アニメの方も続きを見て、4話と5話は皇室に嫁いだ徳子が世継ぎを出産し、ますます平家は権勢を増す。
そして清盛を抑える役どころの重盛の死と、ますます平家が図に乗って、ますます滅びの道へと進んでいく流れになる。
「火の鳥」と比べるとアニメは細かいエピソードの描かれ方が丁寧で、人物像もかなり異なる。アニメの徳子と重盛は、いずれも理性的で穏やかで、人としての悩みや苦しみを持った厚みのある存在となっている。
乱世編の徳子や重盛は、脇役の中でも一段低い、雑な描かれ方をしており、まったく重みのないキャラクターである。
一方で、妙に似ている面もある。
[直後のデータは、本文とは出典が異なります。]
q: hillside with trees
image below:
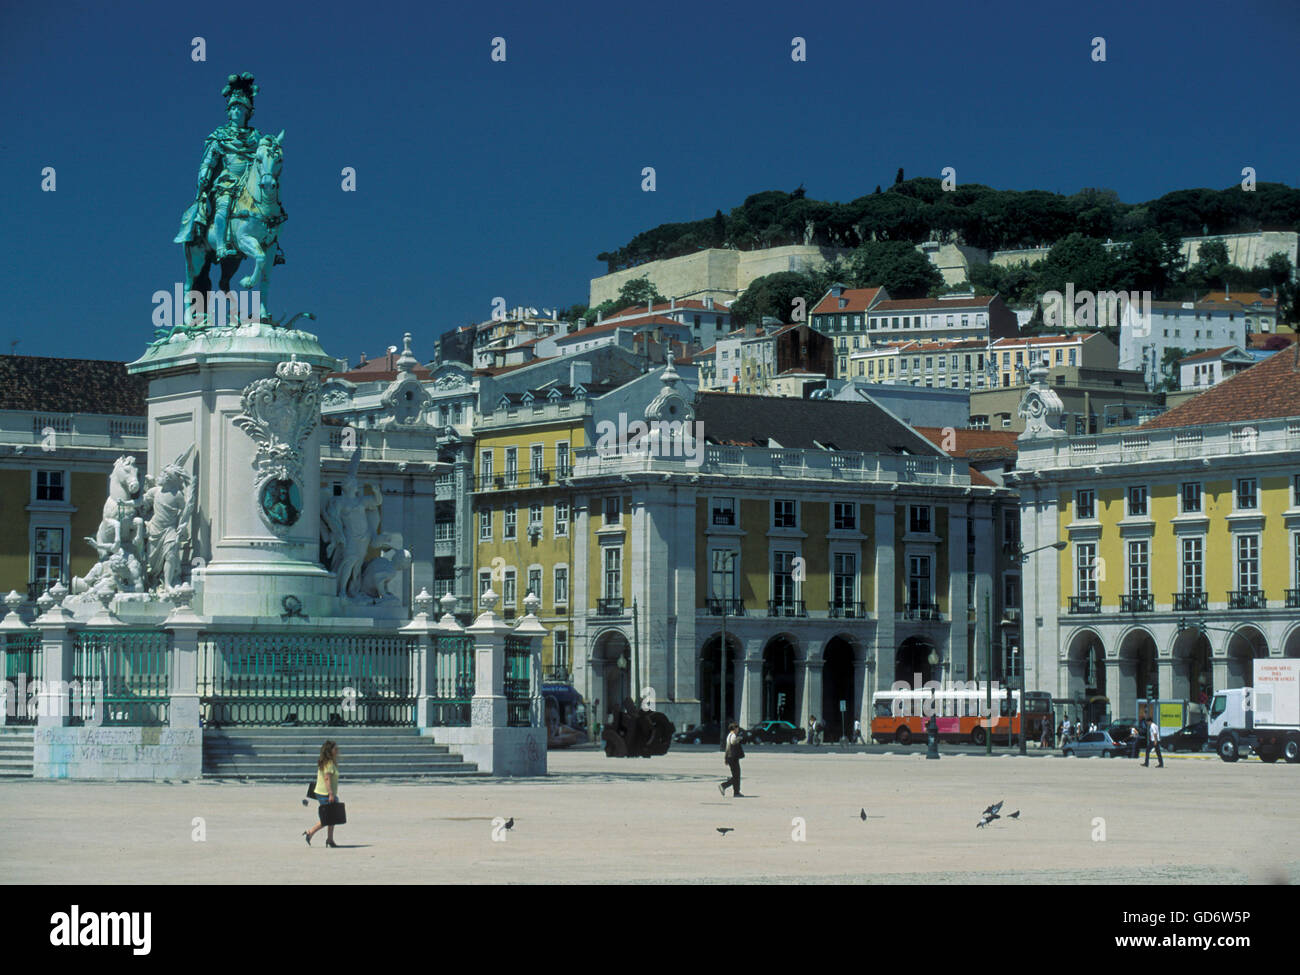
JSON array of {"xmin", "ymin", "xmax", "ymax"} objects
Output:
[{"xmin": 596, "ymin": 179, "xmax": 1300, "ymax": 274}]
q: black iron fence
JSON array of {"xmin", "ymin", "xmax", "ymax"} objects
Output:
[
  {"xmin": 504, "ymin": 635, "xmax": 531, "ymax": 728},
  {"xmin": 3, "ymin": 631, "xmax": 42, "ymax": 725},
  {"xmin": 72, "ymin": 630, "xmax": 170, "ymax": 726},
  {"xmin": 198, "ymin": 633, "xmax": 418, "ymax": 727}
]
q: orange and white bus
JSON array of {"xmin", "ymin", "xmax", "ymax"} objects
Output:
[{"xmin": 870, "ymin": 686, "xmax": 1021, "ymax": 746}]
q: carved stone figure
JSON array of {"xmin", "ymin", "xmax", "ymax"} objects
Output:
[
  {"xmin": 87, "ymin": 455, "xmax": 142, "ymax": 562},
  {"xmin": 70, "ymin": 448, "xmax": 199, "ymax": 603},
  {"xmin": 320, "ymin": 449, "xmax": 383, "ymax": 599},
  {"xmin": 141, "ymin": 446, "xmax": 198, "ymax": 591},
  {"xmin": 174, "ymin": 72, "xmax": 287, "ymax": 323},
  {"xmin": 1017, "ymin": 361, "xmax": 1066, "ymax": 439},
  {"xmin": 359, "ymin": 534, "xmax": 410, "ymax": 601},
  {"xmin": 234, "ymin": 356, "xmax": 320, "ymax": 534}
]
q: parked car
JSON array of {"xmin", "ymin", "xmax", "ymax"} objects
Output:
[
  {"xmin": 1105, "ymin": 721, "xmax": 1142, "ymax": 757},
  {"xmin": 1062, "ymin": 730, "xmax": 1129, "ymax": 758},
  {"xmin": 1164, "ymin": 719, "xmax": 1209, "ymax": 752},
  {"xmin": 747, "ymin": 720, "xmax": 806, "ymax": 744},
  {"xmin": 673, "ymin": 721, "xmax": 721, "ymax": 745}
]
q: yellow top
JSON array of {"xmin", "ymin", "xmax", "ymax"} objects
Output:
[{"xmin": 315, "ymin": 760, "xmax": 337, "ymax": 796}]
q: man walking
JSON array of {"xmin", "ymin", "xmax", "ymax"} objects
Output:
[
  {"xmin": 1143, "ymin": 713, "xmax": 1164, "ymax": 767},
  {"xmin": 852, "ymin": 718, "xmax": 865, "ymax": 745},
  {"xmin": 808, "ymin": 714, "xmax": 818, "ymax": 747},
  {"xmin": 719, "ymin": 723, "xmax": 744, "ymax": 797}
]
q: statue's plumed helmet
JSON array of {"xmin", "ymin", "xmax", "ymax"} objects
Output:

それは平家の横暴や運命の非情さが描かれる中で「赦し」が出てくる点である。
乱世編では主人公の弁太が、盗癖のあるヒノエという女と一緒になるくだりがあって、ここで一切合切を盗まれても赦しを与える。
再度、同じことをされても赦すというのは度を越しているが、宗教的な、外部から与えられた教えとしての「赦し」ではなく、ごく自然に主人公の性格として描かれている。
アニメの方は徳子がやはり運命や権力に翻弄され、公私ともに悲劇的な道を歩みながらも、自発的にそれらを赦す、という場面がある。
大きな悪や運命の力に比して、個人はそれを達観しつつ「赦す」しかない。それは人間の持つ特殊な叡智であり、希望である反面、個人の無力と、悲しさと、やるせなさが伝わってくる。
おそらくそれは現代(現在)に至るまで、世界のあちこちで起きている(あるいはそのように強いられている)普遍的な思想と態度である。